René Darley
René est né le 2 janvier
1905 à Vanlay. Il est le cinquième enfant de la famille et est mis en nourrice
comme tous ses aînés chez Angèle, la nourrice familiale des enfants Darley à
Vanlay.
Il suit ses parents en 1907 lorsqu’ils
viennent s’installer dans la ferme Maire à Avalleur. Il fera des études
primaires, d’abord à l’école du village, puis dans une école libre de Bar sur
Seine, enfin à l’école publique. A 12 ans il rentre à la ferme où il a la
responsabilité du troupeau de vaches, 25 environ. A 18 ans il suit les cours
d’agriculture qui ont lieu pendant 4 mois d’hiver au lycée de Troyes, pendant 2
années. Le reste du temps il travaille à la ferme.
Sa mère meurt en 1921, il a
16 ans.
Conscrit en 1925 et
« Bon pour le service militaire » de 18 mois, il est envoyé au 4ème
régiment d’Infanterie à Sens pendant 6 mois. Il se porte volontaire pour le
Maroc mais est envoyé en Syrie qui, à l’époque, est protectorat français. Il
séjourne une année à Omms et à Leps,
où il sera vaguemestre. Démobilisé, il rentre en France via Constantinople. Il
trouve du changement à Avalleur : son père a quitté la ferme pour
s’installer à Bourguignons et Fernand est parti depuis 6 mois pour le Maroc.
René le rejoint alors, avec un pécule de 3.000 francs donné par son père pour
qu’il puisse vivre en attendant de trouver du travail.

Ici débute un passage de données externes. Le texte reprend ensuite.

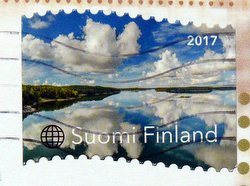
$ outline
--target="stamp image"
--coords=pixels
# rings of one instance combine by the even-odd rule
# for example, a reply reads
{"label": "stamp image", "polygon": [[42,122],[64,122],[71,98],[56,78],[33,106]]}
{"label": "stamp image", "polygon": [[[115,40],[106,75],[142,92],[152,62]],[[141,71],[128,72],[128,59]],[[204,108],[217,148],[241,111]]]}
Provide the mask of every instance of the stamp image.
{"label": "stamp image", "polygon": [[235,30],[99,11],[22,17],[23,161],[232,170]]}

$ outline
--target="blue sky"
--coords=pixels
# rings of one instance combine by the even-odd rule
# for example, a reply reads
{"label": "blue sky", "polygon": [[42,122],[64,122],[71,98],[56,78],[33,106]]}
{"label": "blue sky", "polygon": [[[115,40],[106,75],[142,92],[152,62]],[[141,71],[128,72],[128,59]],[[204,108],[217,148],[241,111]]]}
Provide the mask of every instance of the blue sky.
{"label": "blue sky", "polygon": [[[45,16],[36,14],[30,19],[23,17],[22,23],[23,59],[33,60],[23,60],[23,81],[26,84],[91,84],[117,87],[235,84],[233,65],[218,61],[209,65],[182,68],[167,74],[168,77],[164,78],[119,83],[149,77],[199,59],[232,58],[235,53],[228,51],[235,47],[234,35],[230,36],[231,38],[227,38],[224,34],[218,35],[214,46],[211,45],[210,39],[208,46],[204,43],[201,46],[187,46],[186,40],[162,48],[168,43],[185,40],[189,35],[204,34],[204,29],[195,28],[192,23],[183,26],[178,21],[170,24],[167,20],[156,22],[153,18],[143,20],[141,16],[118,17],[115,13],[107,16],[102,12],[93,15],[89,11],[84,14],[76,11],[71,14],[60,12],[57,15],[48,12]],[[210,30],[209,33],[213,32],[218,31]],[[94,34],[97,35],[96,39]],[[227,40],[233,41],[232,46],[225,46],[225,43],[227,45],[229,43]],[[81,51],[70,51],[72,49],[62,45],[58,47],[58,43],[55,44],[54,41],[79,48],[89,54],[86,56]],[[162,49],[147,52],[158,47]],[[109,55],[121,56],[124,53],[143,54],[107,58]],[[78,77],[34,61],[50,64],[77,74]],[[200,68],[201,66],[203,68]]]}

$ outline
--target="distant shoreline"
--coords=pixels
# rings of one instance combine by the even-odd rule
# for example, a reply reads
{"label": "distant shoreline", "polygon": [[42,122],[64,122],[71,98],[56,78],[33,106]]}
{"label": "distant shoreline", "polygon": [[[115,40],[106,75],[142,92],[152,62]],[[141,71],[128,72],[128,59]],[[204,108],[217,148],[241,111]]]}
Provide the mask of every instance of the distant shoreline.
{"label": "distant shoreline", "polygon": [[178,94],[201,94],[212,91],[236,90],[236,87],[204,86],[204,87],[160,87],[160,88],[113,88],[101,86],[53,86],[53,85],[23,85],[23,116],[26,117],[41,110],[60,109],[78,101],[102,100],[105,97],[123,91],[169,92]]}

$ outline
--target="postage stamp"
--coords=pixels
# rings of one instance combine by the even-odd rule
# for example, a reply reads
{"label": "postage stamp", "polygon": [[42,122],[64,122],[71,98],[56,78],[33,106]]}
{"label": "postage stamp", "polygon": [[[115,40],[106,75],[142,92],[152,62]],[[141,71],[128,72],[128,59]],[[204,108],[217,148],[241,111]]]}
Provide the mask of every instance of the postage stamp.
{"label": "postage stamp", "polygon": [[0,1],[0,185],[249,185],[249,9]]}
{"label": "postage stamp", "polygon": [[237,164],[235,29],[141,16],[22,17],[23,162]]}

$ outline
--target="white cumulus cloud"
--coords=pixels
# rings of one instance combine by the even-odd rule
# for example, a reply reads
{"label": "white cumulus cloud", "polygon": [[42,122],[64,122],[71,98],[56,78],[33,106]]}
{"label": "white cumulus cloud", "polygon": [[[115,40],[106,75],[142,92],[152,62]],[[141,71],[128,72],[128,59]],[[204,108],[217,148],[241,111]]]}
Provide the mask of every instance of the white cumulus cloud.
{"label": "white cumulus cloud", "polygon": [[51,43],[26,35],[23,38],[23,55],[32,60],[53,61],[75,72],[112,73],[122,63],[122,59],[116,56],[137,53],[140,49],[137,40],[141,32],[134,22],[125,25],[118,36],[115,28],[91,19],[87,20],[82,30],[83,40],[76,39],[70,33],[59,35]]}

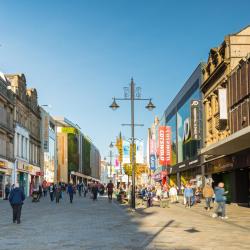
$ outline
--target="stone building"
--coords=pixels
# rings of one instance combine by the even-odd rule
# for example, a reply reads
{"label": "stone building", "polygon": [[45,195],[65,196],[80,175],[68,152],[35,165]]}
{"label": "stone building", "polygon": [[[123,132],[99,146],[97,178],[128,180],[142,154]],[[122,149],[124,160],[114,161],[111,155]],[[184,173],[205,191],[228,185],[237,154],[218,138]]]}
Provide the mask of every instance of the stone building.
{"label": "stone building", "polygon": [[5,75],[15,96],[15,148],[16,164],[13,183],[19,182],[25,194],[32,193],[40,182],[40,111],[36,89],[27,89],[24,74]]}
{"label": "stone building", "polygon": [[227,89],[227,76],[249,52],[250,26],[227,35],[219,47],[210,50],[201,85],[205,109],[205,146],[230,135],[227,114],[222,114],[225,107],[219,105],[220,89]]}
{"label": "stone building", "polygon": [[0,198],[4,198],[5,185],[11,184],[14,165],[14,95],[8,87],[0,72]]}
{"label": "stone building", "polygon": [[210,50],[201,85],[204,173],[213,185],[224,182],[237,203],[250,195],[249,52],[250,26],[226,36]]}

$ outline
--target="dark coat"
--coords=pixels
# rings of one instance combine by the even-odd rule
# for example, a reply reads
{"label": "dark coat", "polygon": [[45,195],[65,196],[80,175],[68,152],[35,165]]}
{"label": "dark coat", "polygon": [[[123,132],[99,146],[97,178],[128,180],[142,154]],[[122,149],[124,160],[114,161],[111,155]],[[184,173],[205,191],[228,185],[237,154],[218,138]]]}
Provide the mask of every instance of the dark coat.
{"label": "dark coat", "polygon": [[73,194],[74,193],[74,189],[72,185],[68,185],[68,193],[69,194]]}
{"label": "dark coat", "polygon": [[9,201],[11,205],[21,205],[25,200],[23,190],[21,188],[14,188],[10,192]]}

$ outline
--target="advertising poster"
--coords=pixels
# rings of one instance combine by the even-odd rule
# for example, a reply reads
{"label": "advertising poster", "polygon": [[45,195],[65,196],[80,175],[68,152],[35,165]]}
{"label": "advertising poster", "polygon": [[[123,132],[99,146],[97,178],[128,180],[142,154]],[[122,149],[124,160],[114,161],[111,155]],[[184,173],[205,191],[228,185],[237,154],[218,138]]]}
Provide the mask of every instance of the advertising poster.
{"label": "advertising poster", "polygon": [[130,143],[123,140],[123,163],[130,163]]}
{"label": "advertising poster", "polygon": [[171,127],[160,126],[158,135],[159,164],[168,166],[171,163]]}

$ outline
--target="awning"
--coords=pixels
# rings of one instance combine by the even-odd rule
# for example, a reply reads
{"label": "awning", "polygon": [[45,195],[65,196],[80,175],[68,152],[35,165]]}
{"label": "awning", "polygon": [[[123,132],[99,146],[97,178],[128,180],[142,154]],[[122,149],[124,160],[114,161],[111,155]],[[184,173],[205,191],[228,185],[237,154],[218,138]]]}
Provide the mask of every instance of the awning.
{"label": "awning", "polygon": [[202,155],[230,155],[250,147],[250,126],[201,149]]}
{"label": "awning", "polygon": [[75,175],[77,177],[85,178],[87,180],[99,181],[99,180],[95,179],[94,177],[91,177],[91,176],[88,176],[88,175],[85,175],[85,174],[82,174],[82,173],[79,173],[79,172],[75,172],[75,171],[71,171],[70,174]]}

Il trouve alors une place de
chauffeur de car dans une entreprise de Casablanca appartenant à un ancien barséquanais, et pendant une année, il fera quotidiennement
le trajet Casablanca – Boullaud.
Puis il ira travailler dans
une grosse exploitation de la région de Meknès - ferme Masson – de 300 ha qu’il
faut défricher et il y restera environ deux ans. Ce sont de très belles terres,
bien travaillées, qui donnent de belles récoltes de céréales, de légumineuses etc … Il aura en particulier la responsabilité de l’élevage
ovin.
Dans les années 1930 / 31 il
s’associe avec Fernand pour prendre en location et exploiter une ferme
importante toujours dans la région de Meknès, à Sidi Bouskri. Son père vient
les voir et les aidera financièrement pour passer un cap difficile dû à
plusieurs années de faibles ou mauvaises récoltes, dont ils sortent enfin
correctement.
Fernand s’étant marié en
1933, rené rejoint Roger et Suzanne Rance, sa sœur, dans leur ferme à Ain Toto dans le Moyen Atlas, louée à un
français et à vocation essentiellement d’élevage ovin et bovin.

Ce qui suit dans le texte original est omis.